Note: Before anyone asks - I will not post images of my bad Indian art here. For those who attended those shows I am truly sorry. But I cannot in good conscience subject more happy minds to the torture of feigning delight for my benefit. I also, do not seek that type of attention anymore so you can forget it.

 In hindsight, it was a real blessing that I hung up my brushes. I would never have found my true passion. History. Yeah. History. Where did THAT come from? Well, halfway through my college years, I took a summer job at the request of a family friend. This new place was a historic site, where once sat a large Seneca town. I was happy to have a summer job that wasn't life threatening ( at some other time, I'll share my checkered work past) and I could hang out with Natives. Plus and plus. It was at Ganondagan that I found my love of the past. More importantly, it is my love of the work of our ancestors that really resurfaced. The memories of sitting at the bookshelves as a kid and flopping open the huge Norm Feder book on "Native American Art" and staring at the objects inside for hours came back to me in a rush. I couldn't get enough. I dove deep into the study of Indian objects.

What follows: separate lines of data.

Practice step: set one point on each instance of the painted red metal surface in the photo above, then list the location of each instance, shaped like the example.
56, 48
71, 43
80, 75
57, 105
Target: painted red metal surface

It was all a part of my work at the site. My understanding grew as did my passion. I am still crazy about the old stuff. My focus began with woodland art - and continues to be an exciting and vibrant study for me. In order to really understand the work, i had to know the history. it was all applicable.

Now I read as much as I can. I visit museums to study their objects and have made connections in the academic world that have been invaluable to me. The study I have made of this has sent me to study all over the continent and across the ocean, put me in front of the camera as well as behind it, in the papers and having written some of the stories. I remain a far better speaker than a wordsmith but this blog hopefully, will help me find parity in that part of my life.

In short, this blog will look at woodland art, my life as an artist, my family, my love of history, and hopefully will bring everything together here, at the edge of the woods.